What is tagged PDF?
A tagged PDF is a PDF file which contains additional information to define its structure (wordflow, headers, tables, paragraphs, etc). This is really useful because it allows the content to be made accessible (the text can be read out because the flow is clearly defined) and for content reuse and processing. The content from tagged PDF files can be extracted as XML/HTML with many libraries including our JPedal PDF library.
Aren’t all PDF files tagged?
Sadly, No. About 20% of PDF files out there are tagged and the rest are much less usable. Tagged PDF is an option on creation. It cannot be added afterwards. The old argument against it used to be that it made the PDF files slightly bigger. But in an age where we have terabytes of storage, the value of slightly smaller files against being able to make them easily accessible, searchable and reusable is no longer valid.

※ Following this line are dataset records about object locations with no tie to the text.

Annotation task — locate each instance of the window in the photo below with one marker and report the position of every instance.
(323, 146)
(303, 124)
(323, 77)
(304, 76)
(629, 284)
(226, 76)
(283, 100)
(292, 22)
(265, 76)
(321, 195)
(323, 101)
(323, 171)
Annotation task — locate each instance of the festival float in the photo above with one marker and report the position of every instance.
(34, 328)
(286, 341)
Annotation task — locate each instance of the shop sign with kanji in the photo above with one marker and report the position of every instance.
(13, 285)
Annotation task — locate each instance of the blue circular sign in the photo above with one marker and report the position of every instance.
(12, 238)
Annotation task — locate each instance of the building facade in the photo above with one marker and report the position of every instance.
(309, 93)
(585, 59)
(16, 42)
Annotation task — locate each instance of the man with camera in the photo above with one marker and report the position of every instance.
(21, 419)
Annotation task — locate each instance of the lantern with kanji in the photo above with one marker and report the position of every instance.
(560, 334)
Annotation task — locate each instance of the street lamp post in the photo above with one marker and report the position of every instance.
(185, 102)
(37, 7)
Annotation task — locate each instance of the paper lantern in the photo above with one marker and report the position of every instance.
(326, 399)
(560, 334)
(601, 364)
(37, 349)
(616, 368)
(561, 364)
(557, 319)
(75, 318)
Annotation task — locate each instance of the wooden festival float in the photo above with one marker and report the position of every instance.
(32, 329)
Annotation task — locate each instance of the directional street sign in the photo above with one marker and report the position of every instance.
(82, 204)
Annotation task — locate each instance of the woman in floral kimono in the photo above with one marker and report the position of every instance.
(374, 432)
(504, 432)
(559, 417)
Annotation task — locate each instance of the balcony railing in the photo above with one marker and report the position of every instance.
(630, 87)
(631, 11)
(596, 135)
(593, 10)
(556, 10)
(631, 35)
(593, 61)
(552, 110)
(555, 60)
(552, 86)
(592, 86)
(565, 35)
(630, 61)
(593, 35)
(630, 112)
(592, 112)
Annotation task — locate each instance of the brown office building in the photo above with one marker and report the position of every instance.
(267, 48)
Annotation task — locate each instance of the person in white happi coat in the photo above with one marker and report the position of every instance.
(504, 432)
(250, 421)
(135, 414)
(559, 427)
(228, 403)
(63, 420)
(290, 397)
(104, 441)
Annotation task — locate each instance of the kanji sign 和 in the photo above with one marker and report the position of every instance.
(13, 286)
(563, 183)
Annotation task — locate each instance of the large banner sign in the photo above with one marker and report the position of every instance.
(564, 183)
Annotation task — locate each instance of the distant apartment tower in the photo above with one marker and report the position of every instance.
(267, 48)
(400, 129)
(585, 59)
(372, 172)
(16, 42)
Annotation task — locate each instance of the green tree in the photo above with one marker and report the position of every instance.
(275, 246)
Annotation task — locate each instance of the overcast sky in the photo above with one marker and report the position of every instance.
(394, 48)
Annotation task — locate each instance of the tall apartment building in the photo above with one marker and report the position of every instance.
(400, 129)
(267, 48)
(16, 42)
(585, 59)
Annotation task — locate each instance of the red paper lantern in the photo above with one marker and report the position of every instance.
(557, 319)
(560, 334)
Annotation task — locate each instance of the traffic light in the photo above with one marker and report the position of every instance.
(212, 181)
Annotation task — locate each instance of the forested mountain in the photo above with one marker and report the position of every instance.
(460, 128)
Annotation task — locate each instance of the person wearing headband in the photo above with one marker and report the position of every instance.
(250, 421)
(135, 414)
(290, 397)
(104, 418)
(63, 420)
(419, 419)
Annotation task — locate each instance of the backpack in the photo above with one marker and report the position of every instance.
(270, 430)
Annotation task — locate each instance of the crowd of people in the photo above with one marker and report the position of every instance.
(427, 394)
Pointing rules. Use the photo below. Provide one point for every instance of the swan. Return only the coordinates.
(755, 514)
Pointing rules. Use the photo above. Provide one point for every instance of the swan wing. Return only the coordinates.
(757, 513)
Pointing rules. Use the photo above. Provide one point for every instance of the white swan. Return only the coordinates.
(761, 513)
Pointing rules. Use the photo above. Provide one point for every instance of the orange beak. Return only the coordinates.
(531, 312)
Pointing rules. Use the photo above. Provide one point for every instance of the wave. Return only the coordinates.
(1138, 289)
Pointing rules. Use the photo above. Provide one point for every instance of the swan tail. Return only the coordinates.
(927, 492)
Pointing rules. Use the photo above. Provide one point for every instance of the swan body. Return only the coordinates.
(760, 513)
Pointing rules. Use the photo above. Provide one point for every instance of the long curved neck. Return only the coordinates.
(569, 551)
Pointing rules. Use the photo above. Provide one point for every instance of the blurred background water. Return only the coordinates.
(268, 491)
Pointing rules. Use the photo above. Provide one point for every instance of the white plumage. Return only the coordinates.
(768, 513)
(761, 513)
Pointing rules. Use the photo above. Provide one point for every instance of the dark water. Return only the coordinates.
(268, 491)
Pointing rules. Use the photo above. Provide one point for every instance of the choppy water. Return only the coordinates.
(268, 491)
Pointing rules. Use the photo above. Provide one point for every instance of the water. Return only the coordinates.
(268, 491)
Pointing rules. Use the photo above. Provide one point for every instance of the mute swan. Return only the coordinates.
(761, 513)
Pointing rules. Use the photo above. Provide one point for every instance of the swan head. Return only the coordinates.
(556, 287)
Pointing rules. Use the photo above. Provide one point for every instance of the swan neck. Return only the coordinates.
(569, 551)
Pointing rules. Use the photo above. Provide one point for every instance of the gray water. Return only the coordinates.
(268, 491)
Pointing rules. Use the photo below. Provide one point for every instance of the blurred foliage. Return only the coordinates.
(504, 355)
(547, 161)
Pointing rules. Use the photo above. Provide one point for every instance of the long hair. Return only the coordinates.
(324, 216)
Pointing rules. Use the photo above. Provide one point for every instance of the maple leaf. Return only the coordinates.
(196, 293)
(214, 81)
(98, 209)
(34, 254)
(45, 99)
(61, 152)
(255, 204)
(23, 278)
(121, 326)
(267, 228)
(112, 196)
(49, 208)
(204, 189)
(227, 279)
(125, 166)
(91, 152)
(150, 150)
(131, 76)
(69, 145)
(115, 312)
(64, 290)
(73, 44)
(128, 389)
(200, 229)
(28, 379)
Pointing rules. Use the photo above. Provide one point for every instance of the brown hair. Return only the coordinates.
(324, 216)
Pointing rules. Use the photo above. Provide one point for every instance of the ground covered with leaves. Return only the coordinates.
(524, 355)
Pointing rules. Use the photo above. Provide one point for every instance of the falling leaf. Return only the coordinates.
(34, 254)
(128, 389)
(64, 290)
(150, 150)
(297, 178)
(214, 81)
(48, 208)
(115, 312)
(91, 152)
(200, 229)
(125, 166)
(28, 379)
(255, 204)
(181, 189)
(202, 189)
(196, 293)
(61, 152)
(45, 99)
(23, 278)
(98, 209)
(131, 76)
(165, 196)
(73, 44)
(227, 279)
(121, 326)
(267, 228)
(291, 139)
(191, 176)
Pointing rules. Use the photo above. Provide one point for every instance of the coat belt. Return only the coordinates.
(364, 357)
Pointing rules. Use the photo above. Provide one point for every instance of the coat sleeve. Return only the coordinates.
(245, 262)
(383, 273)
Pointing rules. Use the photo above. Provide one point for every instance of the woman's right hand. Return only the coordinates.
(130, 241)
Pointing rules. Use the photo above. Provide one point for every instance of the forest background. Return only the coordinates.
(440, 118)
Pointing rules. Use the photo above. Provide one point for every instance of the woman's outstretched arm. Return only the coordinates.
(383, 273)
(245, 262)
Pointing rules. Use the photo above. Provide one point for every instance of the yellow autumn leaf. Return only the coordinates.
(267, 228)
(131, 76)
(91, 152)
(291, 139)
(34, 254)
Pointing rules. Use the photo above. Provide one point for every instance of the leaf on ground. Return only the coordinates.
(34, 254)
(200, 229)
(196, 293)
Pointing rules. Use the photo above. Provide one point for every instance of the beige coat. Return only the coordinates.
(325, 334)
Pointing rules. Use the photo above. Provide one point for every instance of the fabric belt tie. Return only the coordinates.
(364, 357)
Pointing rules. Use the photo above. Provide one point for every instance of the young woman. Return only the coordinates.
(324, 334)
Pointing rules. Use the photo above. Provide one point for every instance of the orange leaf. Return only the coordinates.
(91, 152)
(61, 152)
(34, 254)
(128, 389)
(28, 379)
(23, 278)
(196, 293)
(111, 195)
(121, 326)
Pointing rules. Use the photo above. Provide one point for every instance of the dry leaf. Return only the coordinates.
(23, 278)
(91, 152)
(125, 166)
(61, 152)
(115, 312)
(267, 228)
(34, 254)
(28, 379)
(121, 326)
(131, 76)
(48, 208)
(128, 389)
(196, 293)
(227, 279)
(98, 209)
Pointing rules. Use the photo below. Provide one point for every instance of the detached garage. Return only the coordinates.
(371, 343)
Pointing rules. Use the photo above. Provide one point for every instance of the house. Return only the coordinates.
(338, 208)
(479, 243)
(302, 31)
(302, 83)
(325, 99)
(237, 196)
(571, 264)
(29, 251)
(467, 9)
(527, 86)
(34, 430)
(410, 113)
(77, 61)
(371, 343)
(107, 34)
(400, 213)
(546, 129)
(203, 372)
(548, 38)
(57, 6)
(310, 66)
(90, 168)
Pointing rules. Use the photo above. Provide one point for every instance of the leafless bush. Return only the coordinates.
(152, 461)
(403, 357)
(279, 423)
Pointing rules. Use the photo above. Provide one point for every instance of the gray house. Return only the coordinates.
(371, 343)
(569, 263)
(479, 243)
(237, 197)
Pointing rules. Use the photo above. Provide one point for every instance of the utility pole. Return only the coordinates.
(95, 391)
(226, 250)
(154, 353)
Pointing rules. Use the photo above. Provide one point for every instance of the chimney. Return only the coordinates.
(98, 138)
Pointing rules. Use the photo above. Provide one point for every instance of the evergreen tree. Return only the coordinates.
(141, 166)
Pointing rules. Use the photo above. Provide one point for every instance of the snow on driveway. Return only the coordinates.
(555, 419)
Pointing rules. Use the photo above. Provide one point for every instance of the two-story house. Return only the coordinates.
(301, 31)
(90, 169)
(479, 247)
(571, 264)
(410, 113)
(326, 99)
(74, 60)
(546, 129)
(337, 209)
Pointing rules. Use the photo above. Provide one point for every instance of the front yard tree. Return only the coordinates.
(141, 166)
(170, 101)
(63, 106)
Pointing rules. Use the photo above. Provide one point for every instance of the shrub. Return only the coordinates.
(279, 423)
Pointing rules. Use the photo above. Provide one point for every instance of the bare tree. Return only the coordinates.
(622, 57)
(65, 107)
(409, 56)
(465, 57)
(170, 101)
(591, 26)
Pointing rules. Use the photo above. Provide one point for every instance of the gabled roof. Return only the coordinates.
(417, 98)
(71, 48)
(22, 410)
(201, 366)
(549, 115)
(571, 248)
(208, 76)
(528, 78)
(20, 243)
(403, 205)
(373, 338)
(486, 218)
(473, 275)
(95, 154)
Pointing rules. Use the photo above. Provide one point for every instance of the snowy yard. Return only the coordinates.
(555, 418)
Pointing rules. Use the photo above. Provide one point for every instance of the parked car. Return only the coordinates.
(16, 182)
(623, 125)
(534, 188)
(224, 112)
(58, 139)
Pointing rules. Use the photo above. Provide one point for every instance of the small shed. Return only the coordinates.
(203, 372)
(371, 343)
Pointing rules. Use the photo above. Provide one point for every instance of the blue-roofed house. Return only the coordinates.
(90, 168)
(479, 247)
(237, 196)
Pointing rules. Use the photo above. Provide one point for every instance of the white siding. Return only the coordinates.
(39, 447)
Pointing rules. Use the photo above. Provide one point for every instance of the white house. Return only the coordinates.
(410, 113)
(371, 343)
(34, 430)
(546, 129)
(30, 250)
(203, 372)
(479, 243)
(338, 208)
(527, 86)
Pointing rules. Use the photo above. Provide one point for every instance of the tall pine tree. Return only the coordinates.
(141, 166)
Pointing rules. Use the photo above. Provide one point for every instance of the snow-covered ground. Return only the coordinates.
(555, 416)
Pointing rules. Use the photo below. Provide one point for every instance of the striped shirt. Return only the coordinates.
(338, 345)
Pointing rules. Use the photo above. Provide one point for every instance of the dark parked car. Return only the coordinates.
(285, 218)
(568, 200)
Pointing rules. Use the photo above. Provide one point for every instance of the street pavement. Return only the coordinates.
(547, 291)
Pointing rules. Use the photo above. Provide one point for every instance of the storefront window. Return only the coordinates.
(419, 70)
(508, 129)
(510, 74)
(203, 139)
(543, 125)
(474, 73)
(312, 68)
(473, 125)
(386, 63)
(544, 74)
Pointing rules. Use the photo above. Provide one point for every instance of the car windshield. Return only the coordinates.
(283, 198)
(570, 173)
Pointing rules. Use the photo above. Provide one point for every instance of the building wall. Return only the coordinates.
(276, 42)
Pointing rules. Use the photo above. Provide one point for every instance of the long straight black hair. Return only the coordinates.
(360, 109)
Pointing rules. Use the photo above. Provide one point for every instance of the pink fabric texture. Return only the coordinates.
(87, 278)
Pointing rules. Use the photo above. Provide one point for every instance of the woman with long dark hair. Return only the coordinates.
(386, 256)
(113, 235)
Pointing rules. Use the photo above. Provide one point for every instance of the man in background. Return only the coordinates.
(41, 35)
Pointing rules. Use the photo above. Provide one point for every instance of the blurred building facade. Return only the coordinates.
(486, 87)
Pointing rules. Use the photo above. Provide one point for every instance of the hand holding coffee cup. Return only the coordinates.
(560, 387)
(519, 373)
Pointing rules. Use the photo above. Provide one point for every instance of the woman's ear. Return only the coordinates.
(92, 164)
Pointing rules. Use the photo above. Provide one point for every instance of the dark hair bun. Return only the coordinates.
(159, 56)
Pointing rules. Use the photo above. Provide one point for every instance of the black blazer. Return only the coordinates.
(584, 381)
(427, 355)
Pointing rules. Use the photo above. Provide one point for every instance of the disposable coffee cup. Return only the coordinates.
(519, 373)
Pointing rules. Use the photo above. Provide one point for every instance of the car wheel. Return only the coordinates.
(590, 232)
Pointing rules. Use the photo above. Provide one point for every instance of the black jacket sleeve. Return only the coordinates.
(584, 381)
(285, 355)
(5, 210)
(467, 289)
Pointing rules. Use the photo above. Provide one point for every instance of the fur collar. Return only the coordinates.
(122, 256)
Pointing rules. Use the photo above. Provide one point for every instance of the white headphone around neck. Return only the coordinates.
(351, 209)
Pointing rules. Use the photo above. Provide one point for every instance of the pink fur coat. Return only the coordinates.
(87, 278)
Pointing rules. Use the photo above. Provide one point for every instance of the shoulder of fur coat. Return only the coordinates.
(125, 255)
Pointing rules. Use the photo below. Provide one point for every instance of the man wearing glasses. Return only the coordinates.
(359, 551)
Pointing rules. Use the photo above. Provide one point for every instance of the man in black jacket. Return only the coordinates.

Which PDF creators with make properly tagged files?
LibreOffice, Microsoft Office, InDesign and Acrobat will all create tagged PDF files (make sure the setting is enabled). If you want to check if your PDF files contain tagged content, read our post on How to find out if a PDF file has structured content.
Please use tagged PDF files!
Our recommendation is ALWAYS to create tagged PDF files. even if you do not think it matters now, it will make your PDF files much easier to use in the future.